— ¡Mira! ¿Sabes?... Eso no quiero verlo. No quiero que lo hagas.
Y como estaba plantado ante el trampolín para impedirlo, ella replicó:
— Ya te decía que no podré a la noche. Descompondré la batuda, porque los que vienen detrás o han de pararse o me caerán encima. ¡Van a pegarme mucho!
Sólo entonces comprendía el muchacho el horror de aquel oficio. No bastaba que la delicada muñeca de ojos verdes fuese una artista notable en muchas cosas: se la pedía siempre más, que hiciese más, que lo hiciese todo, y, si no, le daban palos y latigazos como a la jaca... El corazón se le oprimía. Por último, sacó el pañuelo y se alejó a llorar en un rincón, a llorar amarga y desconsoladamente. Elia se sentó en el trampolín y lloró en silencio.

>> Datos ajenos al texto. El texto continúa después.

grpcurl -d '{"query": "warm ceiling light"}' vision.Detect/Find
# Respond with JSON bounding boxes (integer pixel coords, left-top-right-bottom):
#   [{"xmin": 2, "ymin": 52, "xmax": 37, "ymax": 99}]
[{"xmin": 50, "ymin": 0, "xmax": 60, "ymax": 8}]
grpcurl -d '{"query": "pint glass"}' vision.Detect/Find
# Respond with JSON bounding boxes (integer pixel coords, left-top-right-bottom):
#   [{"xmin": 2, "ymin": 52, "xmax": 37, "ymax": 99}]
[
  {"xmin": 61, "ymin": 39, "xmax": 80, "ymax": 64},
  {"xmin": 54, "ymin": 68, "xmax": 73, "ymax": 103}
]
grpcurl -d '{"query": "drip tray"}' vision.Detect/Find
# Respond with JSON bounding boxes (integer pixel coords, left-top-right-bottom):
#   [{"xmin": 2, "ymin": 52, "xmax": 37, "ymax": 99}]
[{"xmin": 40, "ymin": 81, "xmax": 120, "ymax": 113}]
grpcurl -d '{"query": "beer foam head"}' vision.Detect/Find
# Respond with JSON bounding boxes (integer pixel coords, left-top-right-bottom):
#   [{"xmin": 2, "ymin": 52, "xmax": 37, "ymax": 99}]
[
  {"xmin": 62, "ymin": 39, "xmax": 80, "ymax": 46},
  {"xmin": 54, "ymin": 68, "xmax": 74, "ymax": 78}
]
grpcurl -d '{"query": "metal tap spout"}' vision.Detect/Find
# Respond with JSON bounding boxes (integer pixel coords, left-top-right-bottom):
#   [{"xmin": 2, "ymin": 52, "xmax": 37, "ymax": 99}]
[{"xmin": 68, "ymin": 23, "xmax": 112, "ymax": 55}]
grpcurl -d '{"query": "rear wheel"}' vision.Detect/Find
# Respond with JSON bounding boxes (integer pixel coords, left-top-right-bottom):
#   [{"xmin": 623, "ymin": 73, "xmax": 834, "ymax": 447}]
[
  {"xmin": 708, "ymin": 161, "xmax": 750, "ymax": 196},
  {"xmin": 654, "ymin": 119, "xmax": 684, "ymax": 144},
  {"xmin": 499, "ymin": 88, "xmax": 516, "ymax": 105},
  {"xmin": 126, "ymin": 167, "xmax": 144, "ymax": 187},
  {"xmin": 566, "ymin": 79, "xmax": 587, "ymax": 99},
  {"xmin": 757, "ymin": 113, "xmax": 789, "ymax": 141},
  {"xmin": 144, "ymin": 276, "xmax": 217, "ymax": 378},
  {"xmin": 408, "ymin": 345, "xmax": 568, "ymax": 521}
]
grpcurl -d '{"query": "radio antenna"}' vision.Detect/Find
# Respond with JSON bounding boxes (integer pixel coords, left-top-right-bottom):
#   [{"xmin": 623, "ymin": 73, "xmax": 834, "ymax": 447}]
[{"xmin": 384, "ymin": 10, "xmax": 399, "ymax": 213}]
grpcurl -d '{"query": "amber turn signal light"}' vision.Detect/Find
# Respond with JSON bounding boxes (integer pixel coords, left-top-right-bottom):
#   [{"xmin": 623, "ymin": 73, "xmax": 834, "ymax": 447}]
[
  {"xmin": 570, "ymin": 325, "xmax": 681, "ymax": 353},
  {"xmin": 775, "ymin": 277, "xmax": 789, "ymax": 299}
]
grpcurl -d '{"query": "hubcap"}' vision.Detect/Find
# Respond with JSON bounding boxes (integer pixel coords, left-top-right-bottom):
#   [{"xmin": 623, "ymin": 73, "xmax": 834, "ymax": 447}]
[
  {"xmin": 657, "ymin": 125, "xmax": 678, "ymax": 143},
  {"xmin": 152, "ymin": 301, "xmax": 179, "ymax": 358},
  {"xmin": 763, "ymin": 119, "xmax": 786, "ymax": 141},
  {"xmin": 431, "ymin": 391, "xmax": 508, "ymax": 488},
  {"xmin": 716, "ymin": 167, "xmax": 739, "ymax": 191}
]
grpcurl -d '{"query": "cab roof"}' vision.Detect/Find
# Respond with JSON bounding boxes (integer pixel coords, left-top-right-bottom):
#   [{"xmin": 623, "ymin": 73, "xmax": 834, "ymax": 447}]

Pero a Rodrigo le ahogaba la indignación al mismo tiempo que la pena, y volvió a acercarse:
— Oye, tú. Y si ellos no son ni tu padre ni tu madre, ¿por qué tienen que pegarte?
— ¡Yo no tengo a nadie más que a ellos, desde que se mató mi madre! — respondió Elia, separándose el pañuelo y mostrando entre las lágrimas una sonrisa.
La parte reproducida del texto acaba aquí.